# Händler in Hamburg



## rupsk0 (31. Juli 2007)

Hallo,

suche in Hamburg einen/mehrere Händler für MTBs. 
Kriterien: gute Auswahl, kompetente Beratung und vernünftiger Service für das etwaige Produkt.

Bin für Hinweise dankbar


----------



## Stemmel (31. Juli 2007)

Schau doch mal hier 

http://www.mtb-news.de/forum/showthread.php?t=276300

Daggi


----------



## MTB-News.de




----------



## Backfisch (31. Juli 2007)

http://www.mtb-news.de/forum/showthread.php?t=276300

Edit: Ich war zu langsam. 


Übrigens kommt es natürlich auch drauf an was Du willst: Hast Du 'ne Preisvorstellung?


----------



## rupsk0 (31. Juli 2007)

Kann bis in den vierstelligen Bereich reingehen, Schmerzgrenze wäre aber bei 1500 wohl erreicht...


----------



## DaZarter85 (8. August 2007)

in Harburg gibts nen super laden im großmoorbogen.....
Fahrradcenter meldet sich das....wenn nicht schreibt ma bei icq an....

christian


----------



## John Rico (8. August 2007)

In den unteren Preiskategorien wäre BOC sicher auch nen Besuch wert.
(Zum Beispiel auch in Großmoorbogen in Harburg, ca. 500 m vom Fahrradcenter entfernt)

Ist zwar "noname", aber das sind waren die meisten Versender ja auch.
Und preislich sind die von der Ausstattung zum Teil sehr interessant, zumal in letzter Zeit einige neue Modelle gekommen sind.

Kannst auch vorab schonmal auf www.boc24.de gucken, wobei da glaube ich die neuen Modelle z.T. noch nicht online sind.

Ansonsten die "Klassiker" aus dem oben genannten Beitrag.

Gruß
Sven


----------



## northpoint (8. August 2007)

Wie bereits 2mal hier erwähnt...
http://www.mtb-news.de/forum/showthread.php?t=276300

Führt doch bitte den anderen Thread zwecks "Forenreinheit"  fort!


----------



## Ober (8. August 2007)

OK, dann mal etwas ANDERES:
http://www.fahrbar-kaltenkirchen.de/

Denn im Gegensatz zu den meisten anderen Läden in Hamburg weis der Daniel   nicht nur über Technik etwas sonderen auch über die Einstellmöglichkeiten des Bikes auf die jeweiligen Körpermaße.
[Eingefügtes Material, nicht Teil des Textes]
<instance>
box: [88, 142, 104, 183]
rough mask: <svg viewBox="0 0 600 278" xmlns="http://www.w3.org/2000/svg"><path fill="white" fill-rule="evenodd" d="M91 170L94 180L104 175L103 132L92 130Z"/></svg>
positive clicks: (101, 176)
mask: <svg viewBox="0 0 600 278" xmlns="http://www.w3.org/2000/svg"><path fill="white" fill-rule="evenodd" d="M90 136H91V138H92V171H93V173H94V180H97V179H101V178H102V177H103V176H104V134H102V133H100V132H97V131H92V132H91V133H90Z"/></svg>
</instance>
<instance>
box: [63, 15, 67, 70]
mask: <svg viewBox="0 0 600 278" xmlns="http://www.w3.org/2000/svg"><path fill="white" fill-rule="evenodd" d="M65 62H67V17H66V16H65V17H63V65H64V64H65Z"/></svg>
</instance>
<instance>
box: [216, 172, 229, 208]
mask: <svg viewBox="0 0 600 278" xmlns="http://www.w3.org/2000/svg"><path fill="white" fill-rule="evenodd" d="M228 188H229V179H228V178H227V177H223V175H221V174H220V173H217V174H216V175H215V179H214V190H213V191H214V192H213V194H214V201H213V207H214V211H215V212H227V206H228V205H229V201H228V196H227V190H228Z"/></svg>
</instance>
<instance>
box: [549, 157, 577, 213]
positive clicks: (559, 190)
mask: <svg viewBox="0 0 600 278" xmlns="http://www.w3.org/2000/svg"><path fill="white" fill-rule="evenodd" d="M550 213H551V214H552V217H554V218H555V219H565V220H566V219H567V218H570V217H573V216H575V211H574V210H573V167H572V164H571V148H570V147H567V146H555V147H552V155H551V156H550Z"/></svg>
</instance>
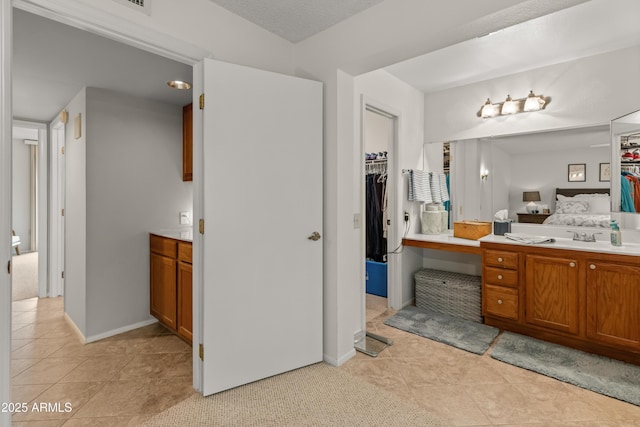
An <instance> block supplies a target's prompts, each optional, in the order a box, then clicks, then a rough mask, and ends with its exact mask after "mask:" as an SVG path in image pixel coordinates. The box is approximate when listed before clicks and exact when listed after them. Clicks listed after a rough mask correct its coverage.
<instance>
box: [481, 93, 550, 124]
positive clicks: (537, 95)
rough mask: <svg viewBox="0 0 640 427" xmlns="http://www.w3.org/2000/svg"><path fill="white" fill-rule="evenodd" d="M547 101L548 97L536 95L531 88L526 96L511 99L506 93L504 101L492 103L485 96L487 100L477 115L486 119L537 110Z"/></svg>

BIKEFITTING ist da das Stiochwort!
Desweiteren hat er selber Rennen gefahren und weis worauf es bei einem guten Bike ankommt. Der verkauft nicht ein Rad, nur weil er es am Lager hat!


----------



## FR_SvenSon (9. August 2007)

CNC cristoph niess cycles

in der stressemannstrasse 
der laden is tip top hatta alles was das herz begehrt.

bin da stammkunde


----------



## northpoint (9. August 2007)

http://www.mtb-news.de/forum/showthread.php?t=276300


----------



## Biker54 (15. August 2007)

Schau mal bei www.trenga.de (Hamburg-Harburg, Großmoorbogen) rein. Immer wieder ein Erlebniss.


----------



## MTB-News.de




----------



## ahara (16. August 2007)

Klein aber kompetent....

http://www.rad-spass.de/


----------